Maintained by: NLnet Labs

[Unbound-users] Strange SERVFAIL from unbound

Jaco Engelbrecht
Fri Nov 14 19:44:19 CET 2008


Hi,

On 14 Nov 2008, at 04:53, W.C.A. Wijngaards wrote:
> Looked at zen.spamhaus.org; but I could not see how harden-glue would
> make an impact. Or how A records could time out while the AAAA do not.
> They have the same timeout value (4 hours).

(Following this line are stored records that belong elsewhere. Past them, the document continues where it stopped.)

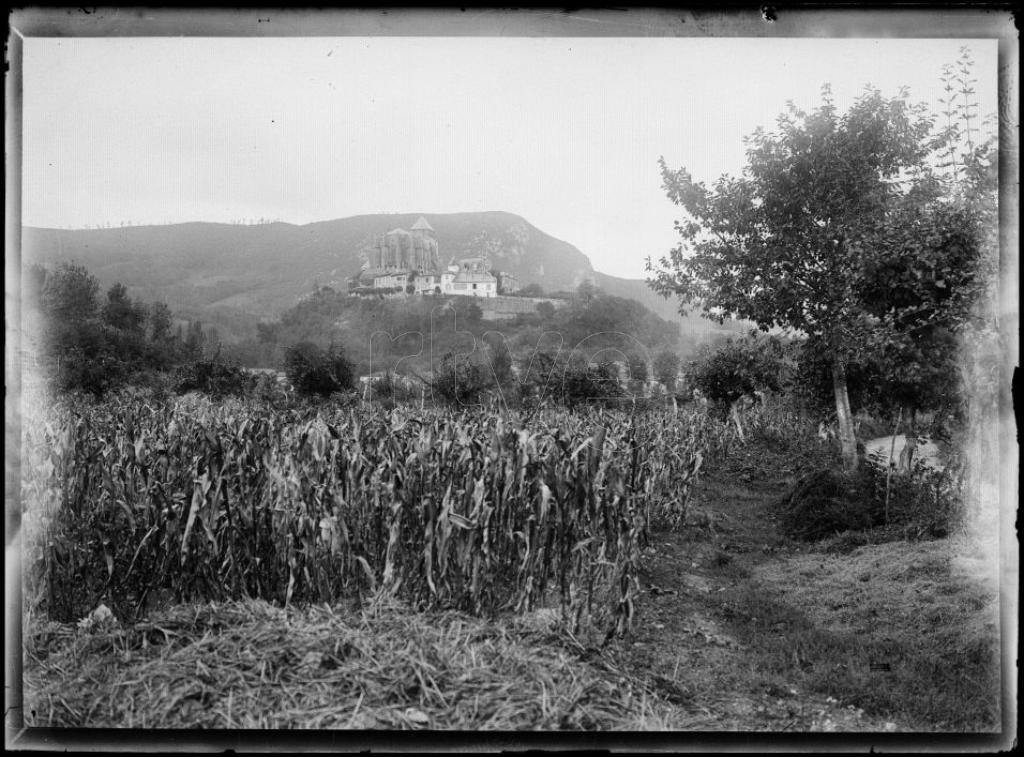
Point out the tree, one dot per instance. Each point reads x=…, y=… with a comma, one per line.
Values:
x=740, y=367
x=637, y=365
x=120, y=312
x=315, y=371
x=160, y=322
x=473, y=312
x=793, y=243
x=586, y=292
x=667, y=369
x=70, y=294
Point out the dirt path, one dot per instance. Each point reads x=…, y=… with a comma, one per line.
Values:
x=694, y=617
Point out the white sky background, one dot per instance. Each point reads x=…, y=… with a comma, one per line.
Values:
x=564, y=131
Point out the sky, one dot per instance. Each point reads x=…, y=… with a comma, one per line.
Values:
x=565, y=132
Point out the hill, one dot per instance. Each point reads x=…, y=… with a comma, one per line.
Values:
x=235, y=276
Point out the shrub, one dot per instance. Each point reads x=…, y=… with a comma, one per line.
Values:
x=213, y=378
x=459, y=381
x=825, y=503
x=315, y=371
x=753, y=363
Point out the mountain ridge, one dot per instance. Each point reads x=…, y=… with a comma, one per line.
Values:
x=203, y=268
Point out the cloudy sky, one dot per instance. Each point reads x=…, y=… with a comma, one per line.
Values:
x=564, y=131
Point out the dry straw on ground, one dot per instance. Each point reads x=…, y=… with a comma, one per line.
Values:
x=250, y=665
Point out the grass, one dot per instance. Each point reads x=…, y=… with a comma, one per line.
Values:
x=900, y=630
x=250, y=665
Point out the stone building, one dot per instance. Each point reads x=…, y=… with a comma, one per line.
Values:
x=403, y=262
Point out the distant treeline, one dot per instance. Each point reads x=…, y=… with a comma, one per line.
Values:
x=415, y=333
x=78, y=339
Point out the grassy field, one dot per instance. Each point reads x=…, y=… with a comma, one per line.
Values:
x=713, y=619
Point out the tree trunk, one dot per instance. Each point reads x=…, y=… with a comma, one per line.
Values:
x=847, y=436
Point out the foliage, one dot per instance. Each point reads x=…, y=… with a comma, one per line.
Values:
x=315, y=371
x=214, y=378
x=834, y=215
x=666, y=368
x=437, y=508
x=82, y=345
x=741, y=367
x=459, y=380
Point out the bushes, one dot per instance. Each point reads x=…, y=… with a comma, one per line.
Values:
x=315, y=371
x=458, y=381
x=213, y=378
x=922, y=503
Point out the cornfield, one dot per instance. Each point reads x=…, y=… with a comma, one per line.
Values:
x=463, y=509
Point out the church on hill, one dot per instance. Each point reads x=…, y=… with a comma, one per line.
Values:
x=404, y=262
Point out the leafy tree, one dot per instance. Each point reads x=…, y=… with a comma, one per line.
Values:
x=743, y=366
x=160, y=322
x=472, y=311
x=586, y=292
x=500, y=359
x=121, y=312
x=458, y=381
x=638, y=367
x=822, y=205
x=666, y=367
x=315, y=371
x=195, y=340
x=70, y=294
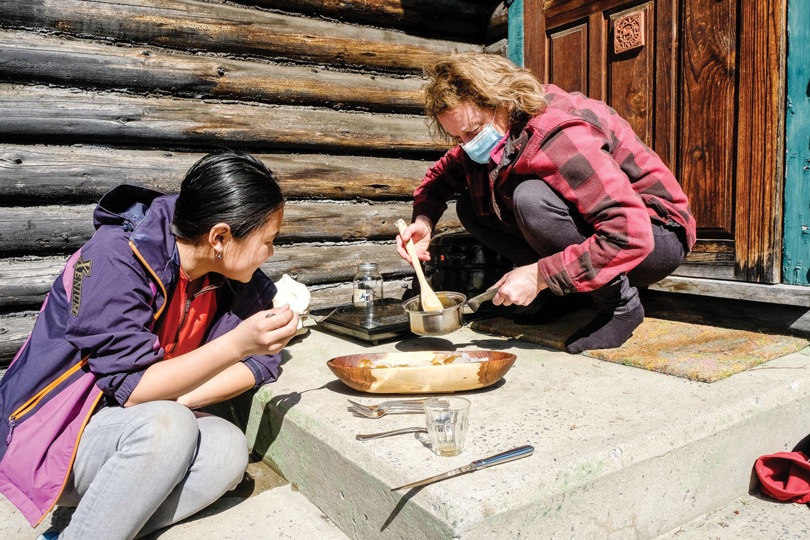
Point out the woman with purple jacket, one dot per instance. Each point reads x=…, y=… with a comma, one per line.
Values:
x=163, y=311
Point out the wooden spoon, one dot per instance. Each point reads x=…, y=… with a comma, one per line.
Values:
x=430, y=302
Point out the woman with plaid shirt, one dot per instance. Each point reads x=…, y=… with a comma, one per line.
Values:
x=558, y=183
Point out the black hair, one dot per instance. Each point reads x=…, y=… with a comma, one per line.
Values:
x=227, y=186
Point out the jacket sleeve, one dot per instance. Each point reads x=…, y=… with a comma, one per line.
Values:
x=444, y=181
x=263, y=367
x=111, y=318
x=574, y=160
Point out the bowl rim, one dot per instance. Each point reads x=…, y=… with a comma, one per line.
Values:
x=508, y=357
x=407, y=304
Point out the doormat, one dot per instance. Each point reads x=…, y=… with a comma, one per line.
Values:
x=694, y=351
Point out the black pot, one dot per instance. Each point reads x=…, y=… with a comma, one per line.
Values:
x=460, y=263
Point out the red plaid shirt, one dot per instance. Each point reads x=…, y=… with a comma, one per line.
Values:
x=591, y=157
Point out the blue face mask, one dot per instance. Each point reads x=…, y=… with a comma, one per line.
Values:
x=479, y=148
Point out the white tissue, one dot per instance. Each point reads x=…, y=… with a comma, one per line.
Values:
x=296, y=294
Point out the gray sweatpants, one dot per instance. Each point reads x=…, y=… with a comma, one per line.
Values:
x=144, y=467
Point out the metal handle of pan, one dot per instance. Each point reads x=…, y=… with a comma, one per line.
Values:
x=475, y=302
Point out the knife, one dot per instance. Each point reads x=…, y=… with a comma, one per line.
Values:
x=510, y=455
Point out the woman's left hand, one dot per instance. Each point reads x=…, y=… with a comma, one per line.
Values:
x=520, y=286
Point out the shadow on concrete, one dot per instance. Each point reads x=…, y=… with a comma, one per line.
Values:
x=400, y=505
x=339, y=388
x=494, y=344
x=272, y=419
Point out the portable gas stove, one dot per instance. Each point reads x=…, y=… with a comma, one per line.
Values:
x=385, y=319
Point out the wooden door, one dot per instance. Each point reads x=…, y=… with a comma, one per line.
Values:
x=699, y=81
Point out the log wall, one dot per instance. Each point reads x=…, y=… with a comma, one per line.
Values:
x=327, y=93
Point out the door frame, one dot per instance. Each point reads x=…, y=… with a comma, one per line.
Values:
x=758, y=179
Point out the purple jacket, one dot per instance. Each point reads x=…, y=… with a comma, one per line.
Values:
x=94, y=339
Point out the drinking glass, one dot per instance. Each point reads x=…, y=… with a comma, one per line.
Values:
x=446, y=419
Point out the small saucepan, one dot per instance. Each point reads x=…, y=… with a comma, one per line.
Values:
x=444, y=321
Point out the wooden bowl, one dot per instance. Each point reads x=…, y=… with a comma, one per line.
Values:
x=413, y=379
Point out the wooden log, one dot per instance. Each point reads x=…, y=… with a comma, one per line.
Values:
x=498, y=23
x=499, y=47
x=29, y=57
x=54, y=174
x=15, y=328
x=444, y=18
x=63, y=229
x=192, y=25
x=40, y=115
x=24, y=282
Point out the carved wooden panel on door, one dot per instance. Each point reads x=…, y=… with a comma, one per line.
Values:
x=699, y=82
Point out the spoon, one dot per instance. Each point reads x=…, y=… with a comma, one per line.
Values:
x=430, y=302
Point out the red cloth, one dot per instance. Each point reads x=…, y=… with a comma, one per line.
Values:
x=185, y=321
x=592, y=158
x=785, y=476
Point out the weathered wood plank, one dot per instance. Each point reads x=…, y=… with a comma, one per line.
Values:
x=54, y=174
x=25, y=282
x=705, y=271
x=27, y=57
x=39, y=114
x=63, y=229
x=187, y=24
x=447, y=18
x=728, y=313
x=499, y=47
x=796, y=249
x=788, y=295
x=498, y=23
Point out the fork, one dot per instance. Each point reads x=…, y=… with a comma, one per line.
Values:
x=394, y=406
x=371, y=436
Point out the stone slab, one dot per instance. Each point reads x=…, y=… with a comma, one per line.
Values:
x=752, y=517
x=620, y=452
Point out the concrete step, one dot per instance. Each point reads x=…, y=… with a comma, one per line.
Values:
x=620, y=452
x=752, y=517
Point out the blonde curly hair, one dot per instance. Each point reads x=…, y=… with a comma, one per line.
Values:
x=487, y=80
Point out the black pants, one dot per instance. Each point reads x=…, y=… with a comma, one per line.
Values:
x=548, y=224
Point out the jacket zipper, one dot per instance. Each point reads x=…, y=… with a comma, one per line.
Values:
x=29, y=405
x=185, y=314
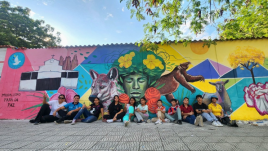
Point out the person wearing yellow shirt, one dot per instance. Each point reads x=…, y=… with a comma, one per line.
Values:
x=216, y=108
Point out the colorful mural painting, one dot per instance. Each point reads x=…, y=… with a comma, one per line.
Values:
x=235, y=71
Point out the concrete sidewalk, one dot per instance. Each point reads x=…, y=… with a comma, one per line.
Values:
x=22, y=135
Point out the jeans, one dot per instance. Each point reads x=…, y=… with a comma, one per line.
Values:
x=189, y=119
x=209, y=116
x=141, y=116
x=130, y=111
x=111, y=116
x=176, y=116
x=88, y=116
x=160, y=115
x=64, y=115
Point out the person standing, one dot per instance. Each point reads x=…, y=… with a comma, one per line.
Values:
x=129, y=110
x=202, y=109
x=174, y=112
x=188, y=114
x=90, y=116
x=141, y=112
x=115, y=111
x=72, y=110
x=45, y=114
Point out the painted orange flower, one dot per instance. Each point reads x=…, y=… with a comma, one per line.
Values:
x=125, y=61
x=151, y=62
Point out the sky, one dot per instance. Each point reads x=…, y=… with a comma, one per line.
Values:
x=88, y=22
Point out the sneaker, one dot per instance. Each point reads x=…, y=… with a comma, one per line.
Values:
x=219, y=123
x=197, y=121
x=167, y=120
x=67, y=121
x=110, y=121
x=32, y=121
x=126, y=123
x=201, y=121
x=214, y=123
x=158, y=122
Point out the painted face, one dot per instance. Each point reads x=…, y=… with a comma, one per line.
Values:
x=199, y=100
x=143, y=102
x=132, y=101
x=96, y=101
x=76, y=99
x=214, y=100
x=159, y=103
x=186, y=101
x=174, y=103
x=135, y=85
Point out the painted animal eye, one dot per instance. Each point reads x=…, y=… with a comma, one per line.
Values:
x=128, y=80
x=141, y=80
x=102, y=87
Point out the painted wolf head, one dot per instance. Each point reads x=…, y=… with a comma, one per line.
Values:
x=104, y=86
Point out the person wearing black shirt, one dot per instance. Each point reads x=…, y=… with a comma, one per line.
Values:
x=90, y=116
x=115, y=111
x=201, y=111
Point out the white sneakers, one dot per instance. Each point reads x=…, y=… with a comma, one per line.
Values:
x=199, y=121
x=126, y=123
x=217, y=123
x=158, y=122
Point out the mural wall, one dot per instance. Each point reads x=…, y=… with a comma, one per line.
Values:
x=235, y=71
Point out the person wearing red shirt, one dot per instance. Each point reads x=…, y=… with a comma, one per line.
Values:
x=160, y=112
x=188, y=113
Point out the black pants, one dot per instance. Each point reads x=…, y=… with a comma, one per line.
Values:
x=64, y=115
x=111, y=116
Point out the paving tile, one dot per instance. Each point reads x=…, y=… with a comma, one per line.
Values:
x=82, y=145
x=58, y=145
x=105, y=146
x=199, y=146
x=175, y=146
x=131, y=138
x=37, y=145
x=92, y=138
x=15, y=145
x=111, y=138
x=193, y=139
x=151, y=146
x=128, y=146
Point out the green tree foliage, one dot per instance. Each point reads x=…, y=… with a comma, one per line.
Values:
x=250, y=20
x=166, y=17
x=18, y=29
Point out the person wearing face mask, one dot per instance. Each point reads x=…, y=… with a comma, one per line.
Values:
x=90, y=116
x=45, y=115
x=72, y=110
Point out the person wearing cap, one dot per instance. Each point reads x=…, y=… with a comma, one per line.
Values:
x=216, y=108
x=202, y=109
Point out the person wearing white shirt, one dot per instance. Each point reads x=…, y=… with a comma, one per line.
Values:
x=141, y=111
x=45, y=115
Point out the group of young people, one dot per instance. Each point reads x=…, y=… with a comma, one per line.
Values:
x=59, y=111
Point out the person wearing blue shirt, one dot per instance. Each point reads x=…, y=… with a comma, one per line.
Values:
x=72, y=110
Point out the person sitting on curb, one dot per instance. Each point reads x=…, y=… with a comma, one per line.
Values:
x=90, y=116
x=72, y=108
x=202, y=109
x=115, y=111
x=141, y=112
x=188, y=114
x=129, y=110
x=45, y=115
x=174, y=112
x=160, y=113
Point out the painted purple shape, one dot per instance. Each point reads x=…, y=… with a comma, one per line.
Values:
x=221, y=69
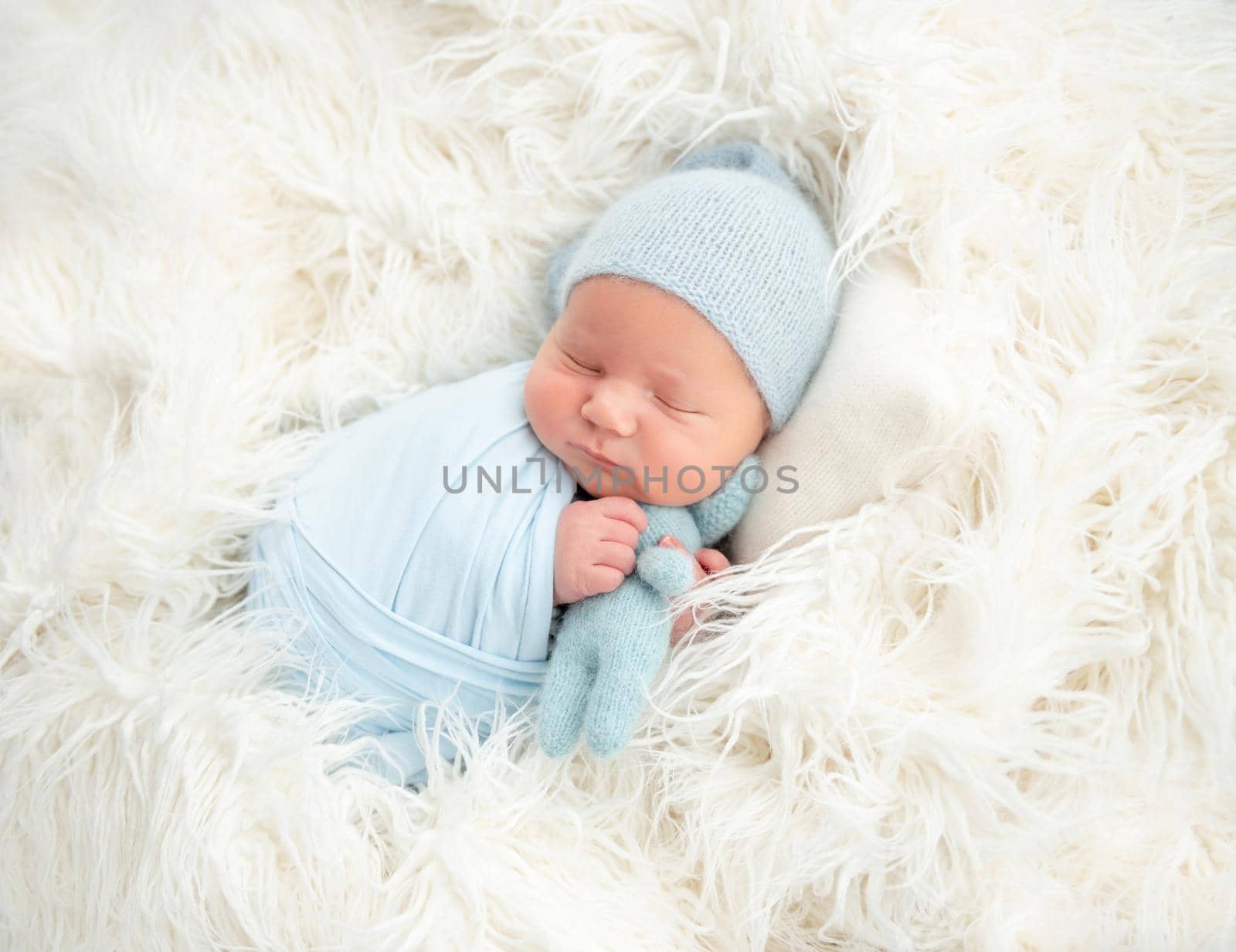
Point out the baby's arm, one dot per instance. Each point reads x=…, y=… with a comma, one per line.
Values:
x=595, y=546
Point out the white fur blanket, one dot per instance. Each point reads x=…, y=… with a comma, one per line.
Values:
x=995, y=710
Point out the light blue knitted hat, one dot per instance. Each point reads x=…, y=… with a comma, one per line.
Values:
x=729, y=232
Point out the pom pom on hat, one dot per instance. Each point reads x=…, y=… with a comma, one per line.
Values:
x=731, y=234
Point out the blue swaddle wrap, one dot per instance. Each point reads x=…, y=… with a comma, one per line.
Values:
x=413, y=591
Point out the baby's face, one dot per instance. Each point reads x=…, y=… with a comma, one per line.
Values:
x=640, y=377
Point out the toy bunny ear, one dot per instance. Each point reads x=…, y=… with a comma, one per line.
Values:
x=555, y=292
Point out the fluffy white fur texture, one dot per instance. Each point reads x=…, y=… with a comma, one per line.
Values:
x=994, y=710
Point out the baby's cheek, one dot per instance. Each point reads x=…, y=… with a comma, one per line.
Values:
x=547, y=400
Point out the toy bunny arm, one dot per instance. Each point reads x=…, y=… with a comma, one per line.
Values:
x=718, y=514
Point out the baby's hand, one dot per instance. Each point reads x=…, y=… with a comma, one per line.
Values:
x=595, y=546
x=708, y=562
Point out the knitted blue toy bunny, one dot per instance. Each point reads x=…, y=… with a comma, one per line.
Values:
x=610, y=646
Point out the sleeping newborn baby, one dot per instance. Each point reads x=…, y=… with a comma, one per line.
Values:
x=432, y=547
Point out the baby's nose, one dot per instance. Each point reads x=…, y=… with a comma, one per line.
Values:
x=610, y=409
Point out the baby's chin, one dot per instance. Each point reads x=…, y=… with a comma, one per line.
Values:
x=599, y=483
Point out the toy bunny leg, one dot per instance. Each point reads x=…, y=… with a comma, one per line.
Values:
x=572, y=668
x=627, y=669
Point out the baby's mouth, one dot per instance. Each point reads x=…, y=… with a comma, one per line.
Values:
x=603, y=461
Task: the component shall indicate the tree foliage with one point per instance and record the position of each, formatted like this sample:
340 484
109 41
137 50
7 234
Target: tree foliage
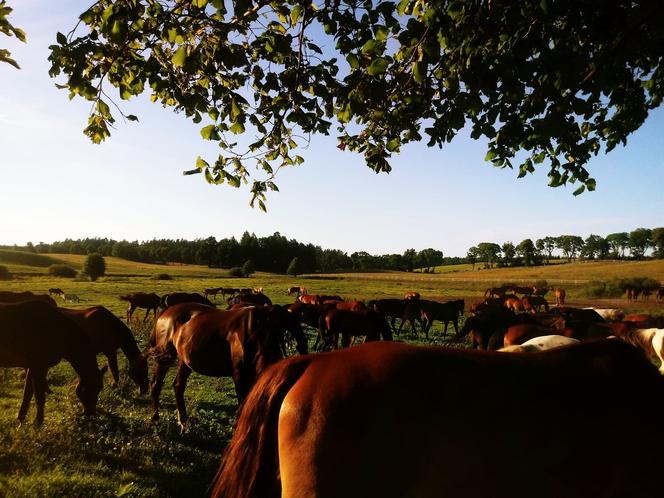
8 29
560 80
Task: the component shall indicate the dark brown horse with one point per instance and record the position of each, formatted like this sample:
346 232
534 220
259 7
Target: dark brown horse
35 336
148 302
443 312
216 343
108 333
19 297
168 300
575 422
349 324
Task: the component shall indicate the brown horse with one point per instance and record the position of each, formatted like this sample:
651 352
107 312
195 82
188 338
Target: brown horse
350 324
108 333
148 302
432 422
216 343
19 297
35 336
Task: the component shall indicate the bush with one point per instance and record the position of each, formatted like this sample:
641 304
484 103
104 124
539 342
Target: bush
94 266
161 276
236 271
4 273
60 270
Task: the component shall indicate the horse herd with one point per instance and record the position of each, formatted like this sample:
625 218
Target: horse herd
384 418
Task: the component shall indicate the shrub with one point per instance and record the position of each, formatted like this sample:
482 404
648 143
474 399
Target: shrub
60 270
94 266
236 271
4 273
161 276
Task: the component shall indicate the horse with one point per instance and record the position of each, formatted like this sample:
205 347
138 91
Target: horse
429 422
309 299
107 334
217 343
444 312
533 303
250 299
212 292
18 297
168 300
56 292
349 324
149 302
36 336
540 343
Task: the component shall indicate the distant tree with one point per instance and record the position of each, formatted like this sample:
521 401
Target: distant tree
509 251
526 249
94 266
618 242
294 268
248 268
658 242
639 242
488 252
570 245
472 255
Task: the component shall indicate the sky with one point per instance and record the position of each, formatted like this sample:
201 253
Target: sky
56 184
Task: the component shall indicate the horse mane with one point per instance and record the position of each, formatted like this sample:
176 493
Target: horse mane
250 464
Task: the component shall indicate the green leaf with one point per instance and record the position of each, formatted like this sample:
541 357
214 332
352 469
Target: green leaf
378 66
180 56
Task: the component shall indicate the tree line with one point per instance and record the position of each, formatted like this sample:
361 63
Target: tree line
271 254
620 245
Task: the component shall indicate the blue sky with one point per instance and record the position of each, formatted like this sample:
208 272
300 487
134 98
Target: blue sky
55 184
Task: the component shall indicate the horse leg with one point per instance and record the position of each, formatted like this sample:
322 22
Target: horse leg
39 385
112 357
155 388
28 390
179 385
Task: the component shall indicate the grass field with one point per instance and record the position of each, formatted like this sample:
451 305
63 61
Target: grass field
120 453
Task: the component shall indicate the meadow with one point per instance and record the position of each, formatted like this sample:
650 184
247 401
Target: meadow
121 453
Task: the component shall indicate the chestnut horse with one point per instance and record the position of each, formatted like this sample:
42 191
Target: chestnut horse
19 297
108 333
392 420
35 336
216 343
148 302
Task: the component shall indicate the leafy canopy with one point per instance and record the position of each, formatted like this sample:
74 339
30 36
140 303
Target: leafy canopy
551 82
6 28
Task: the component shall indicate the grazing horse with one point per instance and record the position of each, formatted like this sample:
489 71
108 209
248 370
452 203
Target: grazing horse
56 292
349 324
431 422
168 300
443 312
212 292
309 299
540 343
107 334
19 297
36 336
533 304
149 302
238 344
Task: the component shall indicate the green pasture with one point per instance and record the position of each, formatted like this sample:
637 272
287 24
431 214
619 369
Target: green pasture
120 452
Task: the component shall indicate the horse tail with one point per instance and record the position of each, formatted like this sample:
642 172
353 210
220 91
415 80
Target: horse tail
250 464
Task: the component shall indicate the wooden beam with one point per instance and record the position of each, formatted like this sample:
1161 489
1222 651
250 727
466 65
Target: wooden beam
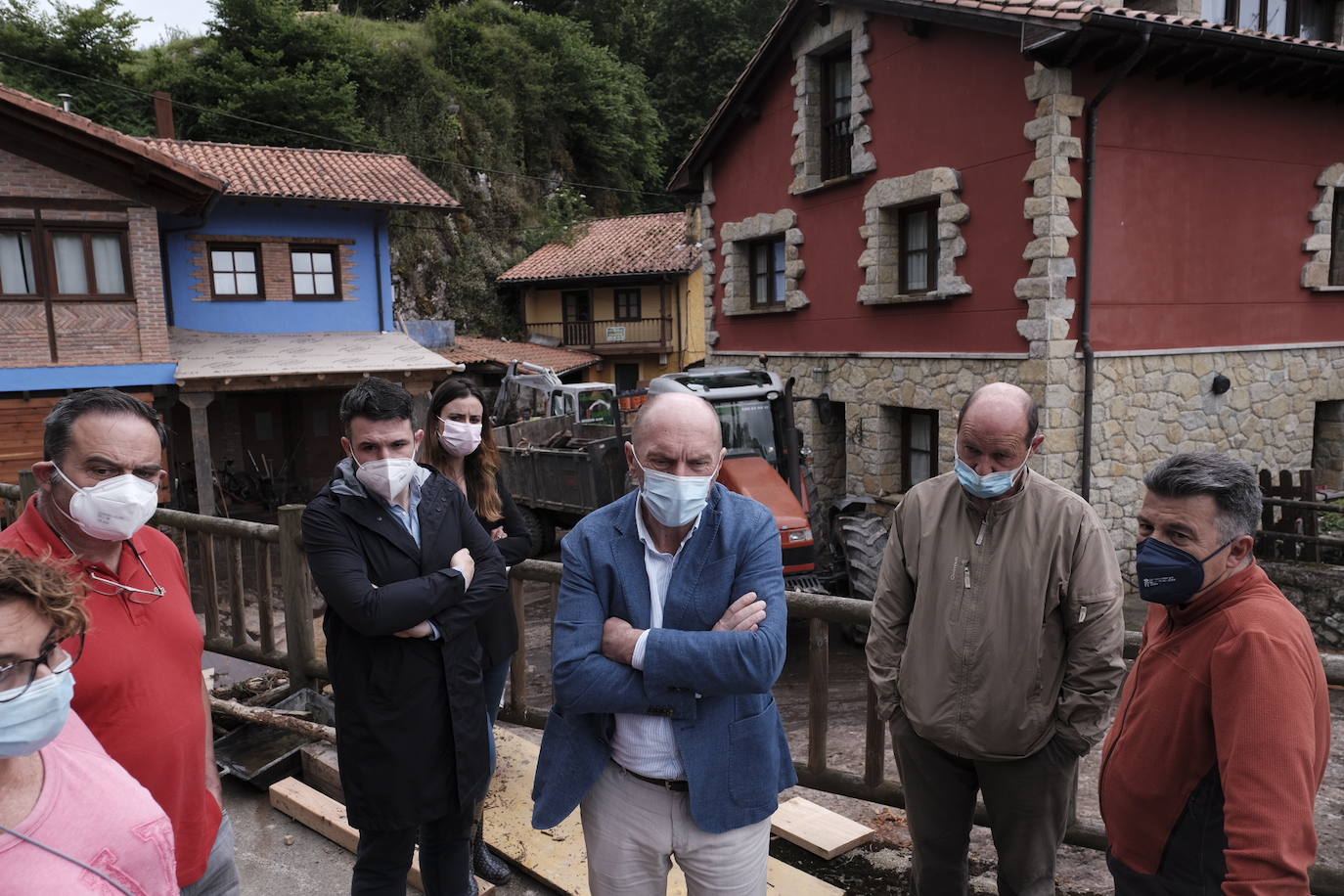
818 829
327 817
1211 65
1182 62
320 770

I think it is possible to
> change the code to deal with this situation, but I would like to know
> how it happened.

We've been running into the same problem - running Version 1.0.2 with  
libevent 1.4.8-stable, libldns 1.3.0.

Something common between the two records (zen.spamhaus.org and www.askmeofflistfortthename.net 
) is the fact that both of them got both an A and AAAA record.  I  
perform a dig against our resolvers once a minute for 3 records, and  
only the www. askmeofflistfortthename.net record seems to be failing  
regularly - at least twice a day.  I fix this by *drummsroll*  
restarting Unbound, which is not great, but I'd have to do the same  
with Bind9, so... ;-)

> The 30 minutes sounds close to the 15 minute (900 second) default
> timeout on lameness detections.  Various kinds of badness are detected
> and stored in the infrastructure cache.  Again, with 22 servers, it
> seems unlikely all their A records are lame.

I run unbound with 4 theads, and I've noticed that only 1 thread seems  
to be returning the SERVFAIL.

Do you maintain an infrastructure cache per thread?

> Do you have more log information (you can send this off list) you can
> share with me?  Lots of data before this point, that deals with
> *.spamhaus.org.  If you gzip it, 100M of log is only 1 meg email.

What level of verbosity should I set to provide meaningful information  
that you can use to debug the issue?

> If it happens again can you query with dig +norec a.ns.spamhaus.org ?
> And dig +norec +cdflag +dnssec a.ns.spamhaus.org ?

I'll do this for our record as well, and mail you with my findings.

Cheers,
Jaco